In the lush, green landscapes of Bhutan, where terraced rice fields cascade down the foothills, a technological revolution is quietly taking place. The tiny Himalayan kingdom, known for its commitment to environmental conservation and Gross National Happiness, is leveraging deep learning and high-resolution satellite imagery to map rice cultivation areas with unprecedented accuracy. This pioneering work, led by Biplov Bhandari, a researcher affiliated with Woolpert Digital Innovation, the Earth System Science Center at The University of Alabama in Huntsville, and the SERVIR Science Coordination Office at NASA Marshall Space Flight Center, is set to transform how Bhutan, and potentially other nations, approach agricultural planning and food security.
Bhandari’s study, published in the ISPRS Open Journal of Photogrammetry and Remote Sensing, focuses on Paro, one of Bhutan’s top rice-yielding districts. The research employs publicly available high-resolution satellite imagery from Planet Labs, funded by Norway’s International Climate and Forest Initiative (NICFI). The goal? To provide geospatial products that can support decision-making in the context of economic and population growth, and their impacts on food security. “As Bhutan’s economy grows, so does the demand for accurate, reliable data to inform our agricultural policies,” Bhandari explains. “Our work aims to bridge that gap by harnessing the power of deep learning and remote sensing.”
The study compares two deep learning approaches: point-based (DNN) and patch-based (U-Net) models. Four different models per approach were trained, each incorporating various data sets, including Red, Green, Blue, and Near-Infrared (RGBN) channels, Elevation data, and Sentinel-1 data. The results were clear: the U-Net model consistently outperformed the DNN model, with the best-performing U-Net model achieving an F1-score of 0.8563 during training and 0.6582 during independent validation.

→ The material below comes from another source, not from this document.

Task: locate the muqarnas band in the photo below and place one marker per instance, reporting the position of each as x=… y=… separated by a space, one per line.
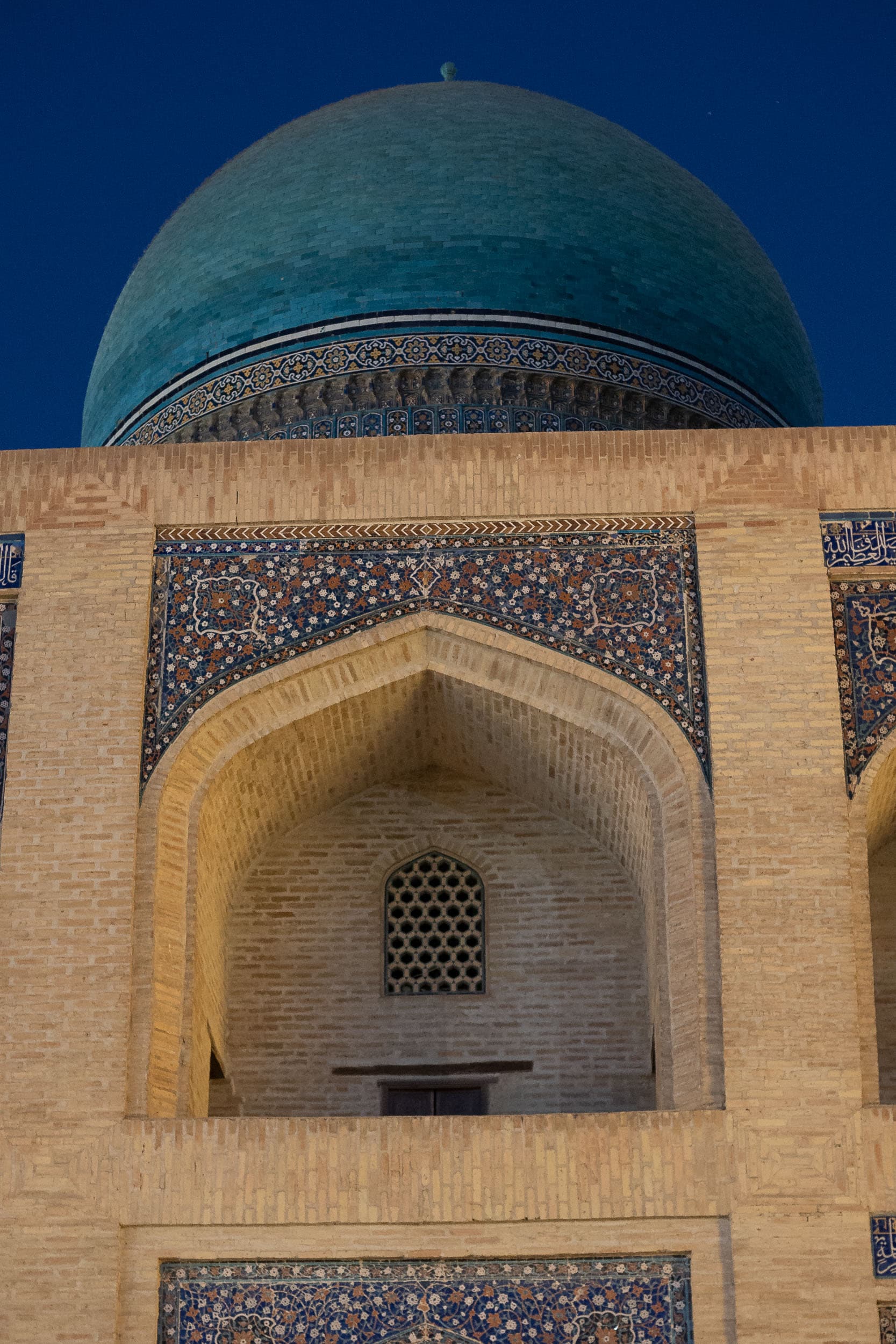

But the implications of this research extend far beyond Bhutan’s borders. As the global population continues to grow, so too does the demand for food. Accurate mapping of crop cultivation areas can help governments and organizations plan for increased food production, optimize resource allocation, and mitigate the impacts of climate change. “This technology has the potential to revolutionize the way we approach food security,” Bhandari says. “By providing accurate, up-to-date information on crop cultivation, we can help policymakers make informed decisions that benefit both people and the planet.”
Moreover, the study demonstrates the potential for combining deep learning approaches with traditional survey-based methods currently utilized by the Department of Agriculture (DoA) in Bhutan. This fusion of old and new could pave the way for more accurate and efficient agricultural planning. The research also highlights the effectiveness of using regional land cover products, such as SERVIR’s Regional Land Cover Monitoring System (RLCMS), as a weak label approach to address class imbalance and improve sampling design for deep learning applications.
The findings also underscore the importance of independent model evaluation, as performance metrics varied significantly across different evaluations. This highlights the need for rigorous testing and validation to ensure the reliability of deep learning models in real-world applications.
As Bhutan continues to integrate technological approaches into its agricultural planning, the lessons learned from this research could shape future developments in the field. By providing a robust framework for mapping rice cultivation areas, Bhandari’s work lays the groundwork for similar initiatives in other regions, potentially transforming global food security efforts.